No. An entangled state is by definition a state which cannot be written as a separable product in any basis. Whatever basis you choose, the state will be a superposition of products of the separate systems.
"Can a state be a superposition
without being entangled? (Again, an
example please)"
Of course. A trivial example would be a single isolated system for which you can usually find some basis in which the state is in a superposition.

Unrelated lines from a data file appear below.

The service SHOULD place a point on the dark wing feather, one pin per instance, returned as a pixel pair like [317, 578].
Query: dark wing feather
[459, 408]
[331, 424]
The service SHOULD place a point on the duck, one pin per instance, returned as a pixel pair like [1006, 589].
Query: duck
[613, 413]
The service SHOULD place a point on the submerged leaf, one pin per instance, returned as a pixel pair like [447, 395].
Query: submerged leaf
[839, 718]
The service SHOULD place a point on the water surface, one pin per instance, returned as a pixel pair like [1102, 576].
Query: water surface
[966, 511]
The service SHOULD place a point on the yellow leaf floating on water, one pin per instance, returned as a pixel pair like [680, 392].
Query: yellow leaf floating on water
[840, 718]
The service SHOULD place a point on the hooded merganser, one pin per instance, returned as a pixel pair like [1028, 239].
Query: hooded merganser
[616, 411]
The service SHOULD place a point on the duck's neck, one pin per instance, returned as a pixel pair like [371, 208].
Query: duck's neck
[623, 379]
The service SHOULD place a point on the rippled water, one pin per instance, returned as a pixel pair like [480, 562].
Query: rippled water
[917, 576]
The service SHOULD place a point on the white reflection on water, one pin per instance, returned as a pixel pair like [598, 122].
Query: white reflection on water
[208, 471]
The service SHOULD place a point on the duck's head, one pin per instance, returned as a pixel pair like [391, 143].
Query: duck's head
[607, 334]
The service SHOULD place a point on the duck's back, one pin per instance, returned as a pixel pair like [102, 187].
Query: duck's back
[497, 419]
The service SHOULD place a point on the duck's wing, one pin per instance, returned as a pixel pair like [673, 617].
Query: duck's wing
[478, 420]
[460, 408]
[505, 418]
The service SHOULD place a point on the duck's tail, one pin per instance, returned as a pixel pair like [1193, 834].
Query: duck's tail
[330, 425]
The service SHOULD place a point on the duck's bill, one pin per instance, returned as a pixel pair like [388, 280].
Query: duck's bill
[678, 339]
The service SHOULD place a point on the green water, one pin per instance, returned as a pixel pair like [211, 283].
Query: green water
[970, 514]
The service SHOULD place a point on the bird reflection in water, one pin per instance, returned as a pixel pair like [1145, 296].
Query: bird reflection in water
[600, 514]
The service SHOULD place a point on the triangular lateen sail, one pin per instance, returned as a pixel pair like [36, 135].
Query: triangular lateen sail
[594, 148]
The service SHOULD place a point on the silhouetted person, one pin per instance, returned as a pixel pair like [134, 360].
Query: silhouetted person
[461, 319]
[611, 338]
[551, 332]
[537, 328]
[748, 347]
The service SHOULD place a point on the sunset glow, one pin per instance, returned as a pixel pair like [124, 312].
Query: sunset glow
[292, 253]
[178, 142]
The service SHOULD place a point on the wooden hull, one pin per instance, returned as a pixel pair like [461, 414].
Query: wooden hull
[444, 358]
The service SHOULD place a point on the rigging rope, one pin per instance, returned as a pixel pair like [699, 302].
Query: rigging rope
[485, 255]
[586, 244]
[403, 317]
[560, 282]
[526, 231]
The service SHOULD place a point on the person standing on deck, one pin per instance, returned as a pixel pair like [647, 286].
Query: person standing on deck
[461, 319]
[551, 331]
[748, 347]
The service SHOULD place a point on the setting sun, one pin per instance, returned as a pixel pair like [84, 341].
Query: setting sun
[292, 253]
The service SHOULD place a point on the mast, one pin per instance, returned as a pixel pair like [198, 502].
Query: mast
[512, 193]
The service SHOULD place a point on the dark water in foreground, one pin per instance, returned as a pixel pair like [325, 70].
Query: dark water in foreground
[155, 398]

And single isolated systems cannot be entangled with anything else because.. well.. they are single isolated systems - and like I said before, entanglement applies to a situation where you have divided your world into separate systems that can interact with each other.
"And what about a cat state?"
A Schrodinger Cat state is usually used to refer to a macroscopic system which is in a superposition of two or more states (in the eigenstate basis of some physical observable like energy or position). Real cats in geiger-counter-poison-rigged boxes probably won't be in such superpositions due to decoherence but there are some surprisingly large objects like buckyballs and macromolecules which have been shown to exist in superpositions.
"Are these spin pairs also in a
superposition?"
Yes, in all bases, because they are entangled. Allegedly :)
"Does this count as a cat state?"
I'm not sure because I haven't read the whole paper and also because the definition of a cat state depends on what you consider macroscopic.